Como abusones de colegio.

Branson le miró de nuevo a los ojos, fijamente.

—¿Le dice algo el nombre de Myles Royce?

No le gustaba la mirada acosadora del policía, y bajó la mirada a la mesa.

—¿Myles Royce? No, no creo. ¿Por qué?

—¿No lo cree? —preguntó Branson—. ¿No lo cree o está seguro de que no?

Los modos del inspector le estaban poniendo nervioso. Sentía que se ruborizaba de nuevo, que se le calentaba la cara. Quería salir de aquella sala y volver al santuario de su despacho.

—¿Hasta qué punto se puede estar seguro de nada en la vida? —respondió Eric, con la vista fija en la mesa—. No quiero darles una respuesta errónea. Esta empresa trata con montones de clientes, y cada uno de ellos, a su vez, tiene un montón de empleados. Ese nombre no me dice nada ahora mismo, pero no puedo garantizarle que no haya conocido a alguien que se llame así. No querría que se me acusara de darles una información errónea.

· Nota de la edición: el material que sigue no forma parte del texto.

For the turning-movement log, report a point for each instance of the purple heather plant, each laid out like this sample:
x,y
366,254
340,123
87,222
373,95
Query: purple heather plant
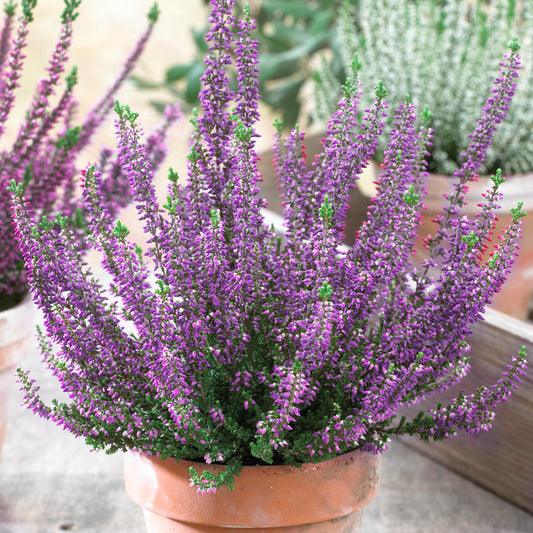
x,y
43,156
226,342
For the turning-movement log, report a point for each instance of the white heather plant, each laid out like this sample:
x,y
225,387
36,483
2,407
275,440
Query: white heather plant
x,y
224,342
442,54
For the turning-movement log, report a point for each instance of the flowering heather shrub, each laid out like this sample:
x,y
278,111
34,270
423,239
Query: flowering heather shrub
x,y
43,156
443,55
225,342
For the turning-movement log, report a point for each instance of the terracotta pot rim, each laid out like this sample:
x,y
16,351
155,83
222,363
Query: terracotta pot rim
x,y
264,496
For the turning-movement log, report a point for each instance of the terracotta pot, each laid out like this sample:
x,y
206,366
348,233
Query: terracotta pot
x,y
516,295
16,332
323,497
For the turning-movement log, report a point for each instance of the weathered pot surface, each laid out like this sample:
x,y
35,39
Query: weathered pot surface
x,y
321,497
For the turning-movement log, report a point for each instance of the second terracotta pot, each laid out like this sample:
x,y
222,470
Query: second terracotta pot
x,y
325,497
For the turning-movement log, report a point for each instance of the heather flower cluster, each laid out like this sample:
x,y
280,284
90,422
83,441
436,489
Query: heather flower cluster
x,y
224,341
42,157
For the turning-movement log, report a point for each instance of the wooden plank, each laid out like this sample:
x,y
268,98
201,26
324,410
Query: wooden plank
x,y
502,458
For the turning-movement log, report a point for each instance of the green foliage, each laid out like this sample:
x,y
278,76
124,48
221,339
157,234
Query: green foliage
x,y
291,33
10,8
444,55
27,9
72,78
70,13
70,139
154,13
120,230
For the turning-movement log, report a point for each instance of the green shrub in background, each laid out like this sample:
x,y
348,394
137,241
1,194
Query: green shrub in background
x,y
442,54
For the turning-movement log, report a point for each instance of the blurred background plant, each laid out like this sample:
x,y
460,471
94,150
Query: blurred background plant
x,y
292,34
441,53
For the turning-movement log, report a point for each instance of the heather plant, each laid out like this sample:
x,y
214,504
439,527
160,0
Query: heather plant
x,y
224,341
291,35
443,55
42,158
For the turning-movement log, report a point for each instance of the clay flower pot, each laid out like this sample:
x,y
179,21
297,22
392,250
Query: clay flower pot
x,y
16,332
323,497
515,296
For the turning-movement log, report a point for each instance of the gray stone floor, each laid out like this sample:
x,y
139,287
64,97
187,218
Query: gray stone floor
x,y
51,482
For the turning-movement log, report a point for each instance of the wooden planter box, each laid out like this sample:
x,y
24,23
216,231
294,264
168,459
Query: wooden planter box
x,y
502,459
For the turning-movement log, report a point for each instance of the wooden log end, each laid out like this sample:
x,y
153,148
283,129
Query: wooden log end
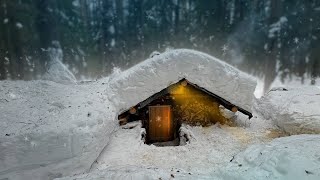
x,y
132,110
234,109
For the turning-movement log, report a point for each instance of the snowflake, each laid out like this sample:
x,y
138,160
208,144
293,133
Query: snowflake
x,y
26,138
225,48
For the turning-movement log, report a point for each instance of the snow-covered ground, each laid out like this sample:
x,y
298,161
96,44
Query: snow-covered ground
x,y
50,130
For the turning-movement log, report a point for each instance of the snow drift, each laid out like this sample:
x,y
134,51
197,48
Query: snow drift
x,y
151,76
295,157
295,110
51,130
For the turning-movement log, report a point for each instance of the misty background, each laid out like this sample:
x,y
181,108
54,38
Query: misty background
x,y
267,38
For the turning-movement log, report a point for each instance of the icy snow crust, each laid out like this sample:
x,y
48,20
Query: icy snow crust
x,y
289,158
51,130
295,110
152,75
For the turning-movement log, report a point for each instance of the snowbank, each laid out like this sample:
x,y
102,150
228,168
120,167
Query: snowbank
x,y
295,110
292,158
152,75
51,130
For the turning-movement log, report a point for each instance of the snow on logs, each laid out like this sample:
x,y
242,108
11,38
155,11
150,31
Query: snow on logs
x,y
152,75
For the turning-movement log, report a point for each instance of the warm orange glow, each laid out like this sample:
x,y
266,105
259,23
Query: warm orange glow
x,y
196,107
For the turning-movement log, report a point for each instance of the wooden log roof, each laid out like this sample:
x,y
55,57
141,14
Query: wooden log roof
x,y
228,105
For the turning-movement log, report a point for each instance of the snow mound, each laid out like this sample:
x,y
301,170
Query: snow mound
x,y
295,110
152,75
295,157
51,130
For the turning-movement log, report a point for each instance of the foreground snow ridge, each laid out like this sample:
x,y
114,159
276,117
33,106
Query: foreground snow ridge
x,y
295,110
152,75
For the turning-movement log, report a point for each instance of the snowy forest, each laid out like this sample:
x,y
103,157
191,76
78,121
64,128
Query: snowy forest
x,y
266,38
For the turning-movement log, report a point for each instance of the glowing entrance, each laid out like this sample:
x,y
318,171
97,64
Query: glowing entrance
x,y
160,124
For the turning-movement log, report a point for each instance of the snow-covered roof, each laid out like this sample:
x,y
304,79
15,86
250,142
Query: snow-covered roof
x,y
154,74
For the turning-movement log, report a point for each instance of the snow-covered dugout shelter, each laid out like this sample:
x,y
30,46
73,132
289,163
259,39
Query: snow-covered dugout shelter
x,y
180,86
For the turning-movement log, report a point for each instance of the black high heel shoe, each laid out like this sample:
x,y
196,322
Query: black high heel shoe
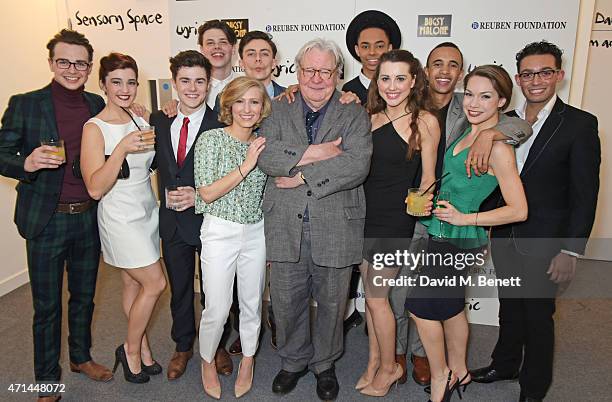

—No lo he entendido bien —dijo Branson, hablando muy despacio y con firmeza—. ¿Me está diciendo que no ha tratado nunca con nadie llamado Myles Royce? ¿Myles Terrence Royce?

Eric cerró los ojos unos momentos. Estaba temblando. Entonces levantó la vista y fijó la mirada en Branson, desafiante:

—No trataré con abusones. ¿Ha quedado claro?